Phosphate rock mining activities create air and water pollution and solid wastes containing toxic metals and radioactive elements (Figure ).[4] The majority of the phosphate rock that is mined for phosphate fertilizers is manufactured in a wet-process involving sulfuric acid. Industry applications of phosphorus rely on chemicals derived from elemental phosphorus. White phosphorus (P4), a common starting material of phosphorus chemicals, is also obtained from phosphate rock with a thermal process that involves the reduction of rock phosphate with coke at temperatures up to 1500 °C.[5] It is then oxidized by Cl2 to PCl3 for the production of a variety of P(III) chemicals. A synthetic route that avoids the high-energy-consuming P(V) to P(0) reduction process and the use of strong oxidizing chlorine gas would be an essential step toward a more environmentally friendly phosphorus industry. In 2018, Cummins’ group also reported a way to bypass the energy-intensive white phosphorus synthesis process with a highly reactive bis(trichlorosilyl)phosphide anion obtained from the reduction of trimetaphosphate, a dehydration product of phosphoric acid, with trichlorosilane.[6] However, renewable phosphorus sources and recyclable phosphorus chemicals remain indispensable to the establishment of a sustainable phosphorus cycle.[7] Most of the mined rock phosphate is lost during mining and fertilizer production, plant or animal cultivation, and excretion. The anthropogenetic inputs of phosphates to the environment enrich nutrients in freshwater, which contributes to the excessive growth of algae and eutrophication. A direct transformation of the condensed phosphates, recycled from the environment, to valuable phosphorus fine chemicals at room temperature would be a blueprint for sustainable phosphorus management.[8]

Figure 1

Anthropogenic impacts on the phosphorus cycle and the breakthrough of Cummins and co-workers.[1]

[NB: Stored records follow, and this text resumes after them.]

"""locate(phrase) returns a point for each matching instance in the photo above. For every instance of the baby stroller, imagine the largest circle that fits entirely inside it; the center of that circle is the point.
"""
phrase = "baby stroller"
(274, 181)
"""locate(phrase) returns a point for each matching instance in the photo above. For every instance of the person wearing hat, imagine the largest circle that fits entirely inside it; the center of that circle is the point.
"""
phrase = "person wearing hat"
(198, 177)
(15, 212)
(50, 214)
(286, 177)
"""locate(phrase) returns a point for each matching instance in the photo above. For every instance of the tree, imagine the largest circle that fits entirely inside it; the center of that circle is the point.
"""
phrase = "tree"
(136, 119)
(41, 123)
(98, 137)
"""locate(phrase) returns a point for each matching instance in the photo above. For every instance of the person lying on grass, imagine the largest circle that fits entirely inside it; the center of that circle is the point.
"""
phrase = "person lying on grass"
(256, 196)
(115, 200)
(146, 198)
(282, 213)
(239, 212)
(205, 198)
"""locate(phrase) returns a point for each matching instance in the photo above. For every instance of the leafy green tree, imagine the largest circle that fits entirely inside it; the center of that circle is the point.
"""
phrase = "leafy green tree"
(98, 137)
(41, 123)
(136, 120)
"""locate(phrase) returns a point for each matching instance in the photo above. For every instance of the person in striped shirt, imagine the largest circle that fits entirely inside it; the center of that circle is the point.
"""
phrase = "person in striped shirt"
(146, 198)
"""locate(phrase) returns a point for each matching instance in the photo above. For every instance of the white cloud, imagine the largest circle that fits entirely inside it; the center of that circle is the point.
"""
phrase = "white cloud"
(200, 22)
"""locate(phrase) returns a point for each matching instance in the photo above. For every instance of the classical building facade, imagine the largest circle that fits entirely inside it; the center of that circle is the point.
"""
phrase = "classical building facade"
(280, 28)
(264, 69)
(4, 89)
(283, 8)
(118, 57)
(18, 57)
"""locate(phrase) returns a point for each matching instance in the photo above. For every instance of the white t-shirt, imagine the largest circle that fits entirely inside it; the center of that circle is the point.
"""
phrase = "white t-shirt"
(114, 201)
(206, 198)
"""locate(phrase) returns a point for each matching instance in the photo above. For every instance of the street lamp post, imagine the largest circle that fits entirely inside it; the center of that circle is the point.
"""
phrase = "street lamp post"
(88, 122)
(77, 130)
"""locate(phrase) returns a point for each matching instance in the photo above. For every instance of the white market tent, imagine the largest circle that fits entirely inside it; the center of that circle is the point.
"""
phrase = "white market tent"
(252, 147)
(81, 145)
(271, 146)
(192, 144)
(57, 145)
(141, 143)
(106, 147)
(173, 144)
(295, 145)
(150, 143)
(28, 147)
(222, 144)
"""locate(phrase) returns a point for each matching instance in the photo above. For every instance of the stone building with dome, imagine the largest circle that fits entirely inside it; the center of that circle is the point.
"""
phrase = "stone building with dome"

To synthesize P(III) chemicals from phosphates with reagents that are easy to handle, Cummins and co-workers now report the reduction of polyphosphates with potassium hydride under solvent-free conditions.[1] Grinding the polyphosphate/hydride mixture in a ball mill is the key to achieving a high yield of phosphite. The friction and impact generated during milling promote the reaction between solid polyphosphates and potassium hydride at room temperature that produces phosphite with good selectivity. For each linear [PO3]( source, a maximum (n – 1) equiv of phosphite can be obtained with 1 equiv of orthophosphate byproduct (Scheme ). Surprisingly, the reaction of polyphosphate with substoichiometric KH increased the yield of the over-reduction product, hypophosphite, that contains phosphorus in the +1 oxidation state. This finding is counterintuitive to what is expected in a substoichiometric reaction. Mechanistic studies reveal that phosphite phosphorylation occurs when a substoichiometric amount of KH is applied leading to the formation of phosphorylated phosphite and the over-reduction products.

Scheme 1

Reduction of Polyphosphate to Phosphite with Potassium Hydride

The mechanosynthesis of phosphite is not limited to commercially available, analytically pure inorganic polyphosphates. A long-chain polyphosphate mixture that is isolated from yeasts incubated in a phosphate-enriched medium can also be utilized as the feedstock of phosphite. Although the efficiency is reduced due to the impurities in the biosynthesized starting materials, this experiment demonstrates the potential to build a sustainable phosphorus industry with this solvent-free room temperature mechanosynthetic protocol for phosphite.

As the 11th most abundant element on earth, it might be difficult to recognize the fact that we are facing global phosphorus scarcity. With more than 80% of phosphate rock reserves located in one country, the use of phosphorus must be more efficient, and finding alternative renewable sources is pressing. The recovery of phosphorus from local wastes could be the solution to mitigate water pollution, reduce the dependence on finite phosphorus resources, and lead to a more sustainable phosphorus society.